The purpose is to help developing countries which are members of the WTO meet the January 1, 2000 deadline-less than a year and a half away-for conforming with the WTO Agreement on Trade-Related Aspects of Intellectual Property Rights (TRIPS).
This process involves bringing their laws on copyright, patents, trademarks and other areas of intellectual property into line with the agreement, and providing for effective enforcement of these laws in order to deal with piracy, counterfeit goods and other forms of intellectual property infringements.
The Directors General of the two organizations, Mr Renato Ruggiero of the WTO and Dr Kamil Idris of WIPO, are sending joint communications to the ministers of each of the developing countries concerned to inform them of the initiative. The communication will underscore the two organizations' commitment to help developing countries comply with the TRIPS Agreement on time.
The aim is for WIPO and the WTO, together with the countries requesting assistance, and (where appropriate) donor countries, to maximize use of available resources in the coming critical period by improved planning and coordination of technical cooperation activities.
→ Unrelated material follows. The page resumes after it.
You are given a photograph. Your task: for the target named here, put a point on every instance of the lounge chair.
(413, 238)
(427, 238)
The forms of technical cooperation that are available include assistance in preparing legislation, training, institution-building, and modernizing intellectual property systems and enforcement.
The task of conforming with the TRIPS Agreement is seen as a challenge for developing countries because of the complexities of intellectual property laws and their enforcement. But it also provides an opportunity to use intellectual property protection to accelerate economic, social and cultural development.
At the same time, the two organizations stress that assistance given to other countries-in particular least developed countries, which do not have to meet the year-2000 deadline-will not suffer. The WTO and WIPO renew their commitment to continue to provide technical cooperation to these countries.
The joint initiative will build on the existing cooperation between the two organizations, which has been established since the signing of the WIPO-WTO Agreement in 1995. This provides, among other things, for cooperation in providing legal technical assistance and technical cooperation related to the TRIPS Agreement for developing country members of either of the two organizations.
The 132-member WTO came into being on January 1, 1995, at the same time as the TRIPS and other WTO agreements. Developed countries had to conform with the TRIPS provisions by January 1, 1996. Developing countries are given an extra four years, until January 1, 2000, to comply. Least developed countries have a longer transition period that lasts, in general, until January 1, 2006.
The WTO's TRIPS Agreement specifies minimum standards of protection for each of the main categories of intellectual property, building on the main WIPO conventions. It also deals with the effective enforcement of intellectual property rights.
WIPO, which has 171 members, is responsible for international cooperation in promoting intellectual property protection around the world. In particular, it looks after various international conventions, such as the Paris Convention for the Protection of Industrial Property (patents, industrial designs, etc) and the Berne Convention for the Protection of Literary and Artistic Works (copyright).
This press release is being issued simultaneously by WTO.